Coolant: Red or Pink vs. Green

#1
When I bought my used Corolla with 212,000 miles, I was pleasantly surprised to learn the coolant in the overflow tank was red. The previous owner was wise enough to use genuine Toyota antifreeze.

I did some research online and learned Toyota's red or 50/50 pink is the best for our cooling systems. As such, I performed a coolant change using 60/40 factory red and distilled water.
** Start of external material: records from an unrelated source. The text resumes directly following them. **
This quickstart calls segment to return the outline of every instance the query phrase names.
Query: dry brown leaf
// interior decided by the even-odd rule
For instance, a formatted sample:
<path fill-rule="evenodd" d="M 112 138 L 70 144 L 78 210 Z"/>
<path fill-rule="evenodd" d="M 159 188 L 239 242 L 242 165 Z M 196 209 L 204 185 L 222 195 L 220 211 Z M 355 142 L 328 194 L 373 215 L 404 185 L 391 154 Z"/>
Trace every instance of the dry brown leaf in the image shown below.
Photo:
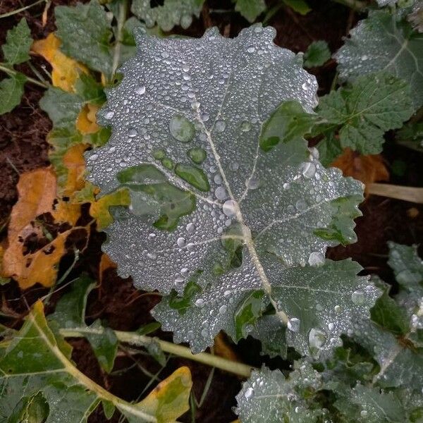
<path fill-rule="evenodd" d="M 97 123 L 96 114 L 99 106 L 85 104 L 76 120 L 76 128 L 84 135 L 93 134 L 100 129 Z"/>
<path fill-rule="evenodd" d="M 100 284 L 103 281 L 103 274 L 108 269 L 116 269 L 117 264 L 112 262 L 111 259 L 105 253 L 102 255 L 100 259 L 100 265 L 99 266 L 99 282 Z"/>
<path fill-rule="evenodd" d="M 42 233 L 35 223 L 37 216 L 50 213 L 56 223 L 74 225 L 79 214 L 75 210 L 66 213 L 61 208 L 63 202 L 56 200 L 56 178 L 51 168 L 43 168 L 23 173 L 18 183 L 18 200 L 12 209 L 8 230 L 7 247 L 2 260 L 5 276 L 15 278 L 25 289 L 36 283 L 51 286 L 57 276 L 57 266 L 66 252 L 65 243 L 74 228 L 59 233 L 42 248 L 25 254 L 24 240 L 34 233 Z M 57 202 L 58 209 L 54 209 Z M 80 207 L 80 206 L 78 206 Z"/>
<path fill-rule="evenodd" d="M 346 148 L 331 166 L 339 168 L 345 176 L 361 180 L 366 186 L 376 181 L 389 180 L 389 172 L 380 154 L 364 156 Z"/>
<path fill-rule="evenodd" d="M 32 50 L 42 56 L 51 65 L 53 85 L 71 92 L 75 91 L 75 82 L 80 73 L 87 73 L 88 69 L 63 54 L 59 49 L 61 44 L 60 39 L 51 32 L 46 39 L 34 42 Z"/>

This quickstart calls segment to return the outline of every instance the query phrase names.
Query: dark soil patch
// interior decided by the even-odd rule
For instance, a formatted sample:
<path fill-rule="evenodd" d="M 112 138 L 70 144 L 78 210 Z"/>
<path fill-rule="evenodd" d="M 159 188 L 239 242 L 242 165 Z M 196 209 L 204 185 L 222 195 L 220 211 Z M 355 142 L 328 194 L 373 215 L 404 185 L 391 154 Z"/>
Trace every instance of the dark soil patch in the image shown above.
<path fill-rule="evenodd" d="M 33 0 L 19 2 L 16 0 L 3 0 L 0 4 L 0 14 L 11 11 L 17 7 L 30 4 Z M 269 1 L 269 5 L 276 4 Z M 54 30 L 53 19 L 54 8 L 59 4 L 70 5 L 75 1 L 53 0 L 48 14 L 45 27 L 41 24 L 41 16 L 44 4 L 7 18 L 0 21 L 0 44 L 3 44 L 7 30 L 16 25 L 22 17 L 27 18 L 35 39 L 44 38 Z M 277 31 L 276 42 L 291 50 L 304 51 L 314 40 L 325 39 L 332 51 L 342 44 L 342 38 L 357 22 L 360 16 L 348 8 L 329 0 L 309 0 L 312 8 L 306 16 L 293 13 L 289 8 L 283 8 L 276 13 L 269 23 Z M 217 25 L 222 34 L 235 36 L 248 23 L 238 13 L 233 11 L 233 6 L 228 0 L 209 0 L 200 19 L 195 20 L 187 30 L 176 28 L 175 33 L 200 37 L 205 28 Z M 219 12 L 215 11 L 219 10 Z M 227 11 L 222 12 L 223 9 Z M 42 59 L 37 59 L 35 66 L 41 70 L 42 65 L 48 65 Z M 310 70 L 316 75 L 319 82 L 319 94 L 329 92 L 335 75 L 336 63 L 329 61 L 325 66 Z M 23 71 L 32 75 L 29 68 L 23 67 Z M 38 106 L 43 90 L 29 84 L 20 106 L 13 112 L 0 116 L 0 228 L 7 221 L 11 209 L 16 201 L 16 185 L 21 173 L 48 165 L 48 144 L 46 136 L 51 129 L 51 123 Z M 384 157 L 389 166 L 395 160 L 401 159 L 406 165 L 402 176 L 392 177 L 392 182 L 405 185 L 423 184 L 421 166 L 422 155 L 410 154 L 410 151 L 388 143 Z M 415 210 L 410 212 L 411 208 Z M 404 202 L 371 197 L 362 204 L 363 216 L 357 219 L 356 232 L 358 242 L 345 247 L 330 249 L 327 256 L 339 259 L 352 257 L 364 268 L 364 273 L 376 273 L 387 281 L 393 281 L 393 275 L 386 265 L 387 240 L 405 244 L 418 243 L 423 239 L 423 207 Z M 417 214 L 416 214 L 417 211 Z M 85 210 L 82 220 L 88 221 L 87 211 Z M 85 235 L 76 234 L 70 240 L 72 245 L 84 243 Z M 93 279 L 99 280 L 99 263 L 101 257 L 101 245 L 105 237 L 102 233 L 94 232 L 88 245 L 85 248 L 75 267 L 66 281 L 71 281 L 82 273 L 87 274 Z M 59 275 L 69 268 L 73 262 L 72 255 L 63 258 L 61 262 Z M 66 292 L 65 288 L 54 296 L 47 312 L 53 309 L 58 298 Z M 27 305 L 33 303 L 37 298 L 47 293 L 47 290 L 35 286 L 21 293 L 17 285 L 12 282 L 5 287 L 0 287 L 0 293 L 8 300 L 4 303 L 8 306 L 10 318 L 5 321 L 18 327 L 21 317 L 25 314 Z M 87 305 L 87 323 L 101 319 L 106 324 L 116 329 L 134 330 L 140 325 L 152 321 L 149 310 L 157 304 L 159 298 L 154 295 L 145 295 L 134 288 L 130 279 L 123 280 L 117 276 L 116 271 L 109 269 L 102 275 L 99 287 L 90 295 Z M 171 334 L 157 332 L 161 337 L 171 340 Z M 82 339 L 70 341 L 73 347 L 73 359 L 78 368 L 99 384 L 109 389 L 113 393 L 128 400 L 139 398 L 144 387 L 150 381 L 144 369 L 154 373 L 160 366 L 151 357 L 142 355 L 128 354 L 121 350 L 116 359 L 114 372 L 105 374 L 99 368 L 88 343 Z M 259 345 L 250 338 L 234 347 L 237 353 L 245 362 L 259 366 L 263 358 L 259 355 Z M 286 363 L 281 360 L 266 362 L 272 367 L 286 368 Z M 173 357 L 168 365 L 160 373 L 164 379 L 181 365 L 190 367 L 194 381 L 193 392 L 197 399 L 202 396 L 211 369 L 194 362 Z M 156 382 L 152 384 L 154 387 Z M 209 393 L 202 407 L 197 410 L 195 421 L 202 423 L 228 423 L 235 419 L 231 407 L 235 405 L 235 395 L 239 391 L 240 381 L 228 374 L 216 371 Z M 148 390 L 149 391 L 149 390 Z M 143 395 L 145 395 L 143 394 Z M 99 408 L 90 417 L 90 423 L 104 423 L 105 417 Z M 115 413 L 111 422 L 118 421 Z M 181 419 L 191 422 L 188 414 Z"/>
Is the conventional really that bad for our vehicles? Do components in our systems degrade faster by using the green stuff? Is the Toyota antifreeze free of borates? How many of you use the factory coolant and how many use Peak or Prestone?
 
#2
Toyota red (or even Prestone red for Japanese vehicles), has stabilizers and rust inhibitors that are formulated to last longer and do not degrade at the rate that those in green coolant will. It is also safer for aluminum

When I bought the Be Cool radiator for my '82 Mustang GT, it said to use Dex Cool (orange) or the warranty would be voided ... so there is definitely a difference.
 
#4
I never had a problem with green either, but you gotta change it more often. Dex Cool, Toyota Red, and Ford Yellow are 100,000+ mile coolants. Think green was every 30,000 or 24 months, if I'm not mistaken.
 

fishycomics

Super Moderator
#5
The days we just added water, In the summer, then when we wanted AF in winter are long gone. yep around a few years time for the Lime color.
 
#6
Toyota red (or even Prestone red for Japanese vehicles), has stabilizers and rust inhibitors that are formulated to last longer and do not degrade at the rate that those in green coolant will. It is also safer for aluminum

When I bought the Be Cool radiator for my '82 Mustang GT, it said to use Dex Cool (orange) or the warranty would be voided ... so there is definitely a difference.
A vehicle or parts manufacturer can not specify a brand name of part or in this case antifreeze, in order for the warranty to be honored unless they provide the antifreeze in the price of the part they are warrantying. This is known as the Magnuson Moss Warranty Act, a federal law.
 
#9
I'll just stick with genuine Toyota coolant. The gallon I bought last year was from eBay for only 25 shipped. The 100,000-mile change interval is generous. I only accumulate 10-11,000 miles a year, so I'm set for awhile. Also, on my Corolla, I discovered a coolant plug at the rear of the block, so I used a 10mm socket (I believe) to remove it and to flush the block as well. Then removed the recovery tank, scrubbed it, installed coolant, burped the system and good to go.

In my roommate's Accord, I used genuine Honda antifreeze. Got a good deal on it thanks to Amazon. I also purchased the genuine Honda power steering fluid and transmission fluid off Amazon.